Polonia
Albert, recordaba con todos sus pelos
y cada una de sus señales, su viaje en tren hacia el campo de concentración de
Chelmno en su Polonia natal.
Lo que se asomaba a su pensamiento,
con mayor nitidez era aquella horrible sed sufrida, y el desagradable hedor que desprendían los cubos (llenos
a rebosar) de heces, y la desagradable incomodidad de no disponer de un pequeño espacio, en
dónde poder sentarse, aunque fuera un
mísero segundo, y poder descansar.
A sus diez años, no era capaz de comprenderlo todo, y solo se le ocurría como protesta, ponerse a llorar.
Lloraba el niño del cansancio sufrido, y de todas, aquellas privaciones impuestas en tan corto espacio de tiempo.
A él, que en su corta vida, nunca le había faltado en de nada.
Su padre era, o, mejor dicho, había sido un buen joyero. Aunque ahora, le expropiaron el taller de joyería, junto con la tienda, y todo su contenido. Las pocas joyas que pudieron salvar, se las habían tragado junto con migas de pan.
A su llegada al campo de concentración que les había sido asignado, le llenó de esperanza la casa enorme que lo presidía, y aún más hizo crecer su esperanza, cuando les obligaron a dirigirse a una de sus habitaciones del piso bajo, en donde les obligaron a desnudarse para darse un buen baño.

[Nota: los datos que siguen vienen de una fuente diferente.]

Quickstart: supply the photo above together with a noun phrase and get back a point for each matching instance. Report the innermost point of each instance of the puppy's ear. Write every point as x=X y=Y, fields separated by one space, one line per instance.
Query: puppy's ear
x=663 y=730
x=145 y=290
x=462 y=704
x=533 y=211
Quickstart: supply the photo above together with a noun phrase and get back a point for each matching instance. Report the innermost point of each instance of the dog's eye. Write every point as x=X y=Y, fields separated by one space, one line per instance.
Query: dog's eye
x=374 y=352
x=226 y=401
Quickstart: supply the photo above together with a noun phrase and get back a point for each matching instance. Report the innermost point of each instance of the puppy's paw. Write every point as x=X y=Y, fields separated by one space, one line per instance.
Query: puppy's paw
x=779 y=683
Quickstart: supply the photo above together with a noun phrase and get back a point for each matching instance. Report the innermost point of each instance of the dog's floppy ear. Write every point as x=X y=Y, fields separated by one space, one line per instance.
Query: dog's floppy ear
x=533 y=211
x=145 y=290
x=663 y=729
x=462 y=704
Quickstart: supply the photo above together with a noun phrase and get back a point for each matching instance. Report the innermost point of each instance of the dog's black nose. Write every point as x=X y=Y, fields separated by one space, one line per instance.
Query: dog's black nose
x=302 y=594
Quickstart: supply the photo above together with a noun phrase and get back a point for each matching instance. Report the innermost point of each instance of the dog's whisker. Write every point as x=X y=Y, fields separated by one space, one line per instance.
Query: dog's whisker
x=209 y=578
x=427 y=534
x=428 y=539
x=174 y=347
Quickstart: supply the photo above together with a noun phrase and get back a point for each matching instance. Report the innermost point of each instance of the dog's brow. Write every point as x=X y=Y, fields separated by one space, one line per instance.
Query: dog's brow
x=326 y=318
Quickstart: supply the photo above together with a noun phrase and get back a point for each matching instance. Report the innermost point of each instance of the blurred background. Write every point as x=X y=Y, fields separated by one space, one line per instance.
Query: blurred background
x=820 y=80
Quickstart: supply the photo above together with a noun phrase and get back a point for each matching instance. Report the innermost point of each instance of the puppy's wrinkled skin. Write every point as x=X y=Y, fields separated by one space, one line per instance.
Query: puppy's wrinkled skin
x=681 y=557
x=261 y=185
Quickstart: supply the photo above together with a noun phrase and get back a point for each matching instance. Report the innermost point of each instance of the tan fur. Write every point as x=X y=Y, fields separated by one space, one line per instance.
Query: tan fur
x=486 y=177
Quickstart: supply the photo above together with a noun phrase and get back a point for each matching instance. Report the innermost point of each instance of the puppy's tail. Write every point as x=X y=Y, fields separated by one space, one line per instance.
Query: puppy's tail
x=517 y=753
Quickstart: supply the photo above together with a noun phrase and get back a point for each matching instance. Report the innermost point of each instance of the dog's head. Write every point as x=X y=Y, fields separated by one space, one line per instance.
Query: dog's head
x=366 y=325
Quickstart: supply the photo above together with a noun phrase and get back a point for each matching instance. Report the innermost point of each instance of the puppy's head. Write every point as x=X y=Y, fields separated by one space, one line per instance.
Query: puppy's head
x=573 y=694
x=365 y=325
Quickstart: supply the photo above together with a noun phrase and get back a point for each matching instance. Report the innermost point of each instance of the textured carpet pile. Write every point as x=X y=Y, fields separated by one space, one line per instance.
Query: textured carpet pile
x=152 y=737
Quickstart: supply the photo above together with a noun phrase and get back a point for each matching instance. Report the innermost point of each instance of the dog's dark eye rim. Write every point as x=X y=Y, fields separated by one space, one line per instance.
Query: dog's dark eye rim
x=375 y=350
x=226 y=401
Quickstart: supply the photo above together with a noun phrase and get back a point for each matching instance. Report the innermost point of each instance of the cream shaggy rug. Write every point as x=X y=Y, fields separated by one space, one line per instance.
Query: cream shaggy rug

¡Oh, Señor, cuanto le apetecía un baño; cuánto!
El olor a podredumbre que impregnaba el tren se había quedado a residir en su
nariz, y amenazaba con asenterse en su apéndice nasal y quedarse a
residir en ella haciendo acopio de toda su paciencia. Además, aseguraba estar dispuesto a beberse toda el
agua que cupiese en el interior de cualquier bañera.
Poco tiempo después, (ya desnudos) les hicieron bajar por
una escalera. Subieron después una rampa, y se encontraron en el interior de un camión, del que al poco cerraron sus puertas, (Al niño le pareció como si lo hubiesen sellado). Se sintió mareado, y su madre, que hasta entonces trataba de cubrir su desnudez con sus brazos y manos, ya que con un
brazo trataba se tapar los pechos, mientras que llevaba la otra mano frente a su
vello púbico... Aquello le recordó el viaje en tren de hacía pocas horas, por el hacinamiento. Su madre en cuanto se dio cuenta de lo que ocurría, dejó al aire sus vergüenzas para intentar proteger a su hijo, aún sin disponer de nada más que sus brazos para hacerlo..
Hacía mucho frío para estar a la intemperie desnudos y ya había
anochecido, la densidad de gente en el interior del camión era muy similar a
la de los trenes, y tampoco aquí, se podrían sentar ni un pequeño instante.
Cuando el camión se puso en marcha, el pánico penetró en el reducto, llegando como por sorpresa que le llenó de inmensos gritos de pavor. Poco después, la gente se iba desvaneciendo, pero la mamá del pequeño Albert, puso su mano sobre la boca y la nariz del niño, a modo de filtro, lo que consiguió que una vez abierto el camión homicida, el pequeño Albert se hallase aún con vida, aunque ligeramente desvanecido.
Recordaba que tenía ganas de toser, muchas ganas, pero como pudo, pegó la cara al suelo, y con gran esfuerzo evitó la tos, intentando pasar desapercibido.
A su lado, un hombre vivo aún, fue
disparado en la cabeza y la bala le pasó al niño rozando, pero no movió ni un solo músculo.
Muchos de los fallecidos, habían vaciado sus vientres, y otra vez el hedor acompaño al pequeño, quien disimuló ser uno más de aquellos pobres infelices yacentes en el suelo.
Unos minutos después, mientras que
los nazis y sus capos se deshacían de los cuerpos, Albert echó a correr y no
paró hasta sentirse a salvo, cogió unas ropas en un tendedero, y consiguió
pasar desapercibido en medio de los escasos polacos, que aún caminaban en
libertad.
Tenía para sobrevivir, aquellas joyas
que papá y mamá le hicieron tragar junto con la miga de pan.
El niño había sobrevivido, y
procuraría continuar con su suerte, hasta que llegado el final de aquella guerra de guerras, llevar al mundo la palabra de la ignominia allí ocurrida.